Wednesday, July 31, 2013

Family Roles as Children Predict Adult Roles






An adult is just a kid that has a bigger body but the same childish habits. Anonymous

Do you agree with this?

 If so, why? 

If not, why?

After Karen and I were married and living in Cincinnati we drove back "home" to Ina, Illinois several times a year.  Karen often commented that as soon as I drove into my parent's home on The Spring Garden Road, I began to regress emotionally to my former childishness. She asked rhetorically, "What happened to that mighty man of God who preached the gospel around the world?" 

Do you ever see yourself React at a Level 7.0 Earthquake to an event that a normal person would Respond as a Light Tremor of 3.0?

It is true that my Reactivity to Mother and Dad rose from a normal level 6.0 to 7.0. In some situations it was much higher.  On some topics I would break out into a cold sweat and start shaking in Fight or Flight or Freeze. Why did I regress and React so strongly?

It is an amazing but true fact of life that there are certain people in our families and work whom we allow to “push our buttons”.  One group is constantly doing things that “make” us mad, sad, or frustrated.  We want to fight them or take flight to keep from having a fight. What is it about them that controls me and "makes" me act foolishly?

Another group “makes” us react in an opposite manner. They seem fragile and helpless and it makes me want to rescue them or to protect them from other people.  The way they look and sound is irresistible to my mercy side and I chronically find myself trying to care for them. I simply cannot resist the temptation to put on a Superman suit and try to Rescue them.

Perhaps the most surprising group of all is made up of people with whom I get along with quite well and with whom I have no problems trying to rescue or resist.  I can have a good debate but keep cool and listen.  I can hear their woes yet remain calm. Their requests for loans of a few thousand dollars do not move me to write a check and bail them out. I am at peace when they are anxious.

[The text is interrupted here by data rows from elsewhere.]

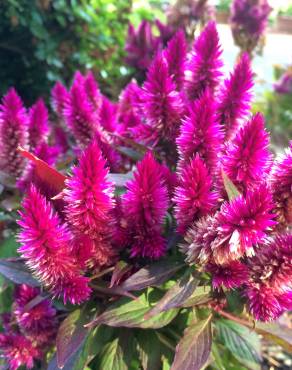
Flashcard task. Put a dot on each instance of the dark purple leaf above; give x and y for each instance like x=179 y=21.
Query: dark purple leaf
x=153 y=275
x=17 y=272
x=193 y=350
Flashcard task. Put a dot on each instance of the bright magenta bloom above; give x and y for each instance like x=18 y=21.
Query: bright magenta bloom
x=18 y=351
x=13 y=132
x=176 y=54
x=231 y=276
x=247 y=158
x=235 y=96
x=193 y=196
x=38 y=127
x=243 y=223
x=46 y=247
x=145 y=204
x=203 y=70
x=200 y=132
x=281 y=183
x=89 y=198
x=162 y=104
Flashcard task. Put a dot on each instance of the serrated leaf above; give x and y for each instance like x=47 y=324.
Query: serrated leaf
x=241 y=341
x=230 y=188
x=153 y=275
x=175 y=296
x=130 y=313
x=17 y=272
x=72 y=334
x=193 y=350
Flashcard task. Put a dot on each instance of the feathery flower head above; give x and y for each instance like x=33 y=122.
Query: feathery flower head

My mentor and coach Dr. Friedman suggested that no one can "make" me feel strongly or react automatically. Friedman said that I need to look at the log in my own eye before I find the fault in others. I don't think that is very realistic.  It must be their problem. At least I hope so. It couldn’t be my problem could it? Is the Reactivity and Fight/Flight within me not in them?Am I pulling my own strings and pushing my own buttons? Yikes! How can that be?

The following exercise will help us decide whether it is my anxious reaction or theirs.

On a scale of 1-10 where 1.0 is peaceful and non-reactive and 10 is the extreme anxious reactivity, mark your level of Reactivity to the persons listed.

 I.  Fight or Flight.  The ways I react with persons to either fight their ideas or find a
     way to take flight away from them and their ideas.

A. Little or no emotional reactivity. This is a 1-3 on the scale. Think of someone you can have a good, deep discussion with and stay "unhooked."  There are rarely sparks or deep emotions and you can have a calm dialogue about almost any topic.

                                    Person 1
                                    Person 2

B.  Some Reactivity, but I do not automatically want to flight or flee. It is 4-6 on the scale. A person with whom I have occasional fights or flights with occasional anxious blow-ups mixed with times of calmness and peace.  It varies in intensity.

                                    Person 1
                                    Person 2


Major Chronic Reactivity. It is 7-10 on the scale and describes a person with whom I conflict consistently. I get emotional thinking about them. My heart beats faster and I want to run away or tell him/her what I think. I cannot stand him/her.

                                    Person 1
                                    Person 2


II.  Protect or Rescue.  The way I react to others who are in need of assistance.

A. Little or no Emotional Reactivity toward protecting a hurting person is 1-3 on the scale. I can interact with little or no desire to rescue them. I can discuss problems, anxieties and needs without trying to save them. I rationally respond to their needs.

                                    Person 1
                                    Person 2

B.  Some Reactivity of protecting is 4-6 on the scale. I feel sorry for the person, want to please them, am concerned about their needs, wants and views and want to conform to them.  I often think about the persons and worry about them.  I can't discuss their emotional issues, problems or concerns without feeling their feelings and worrying that I should help them.


                                    Person 1
                                    Person 2

C. Major Reactivity of rescuing and protecting: This is a 7-10 on the scale. I compulsively think/worry about the person and their needs, weaknesses, fears, or problems.  I may even be able to "read" their mind and "feel their feelings" at the same level they feel them--or even more intensely.

                                    Person 1
                                    Person 2


If you were able to face these patterns in your life and go through the check list you are in a better situation to Renew your mind and find more self-control. The book Power Christian Thinking can be very helpful to anyone who wants to stop being controlled by others.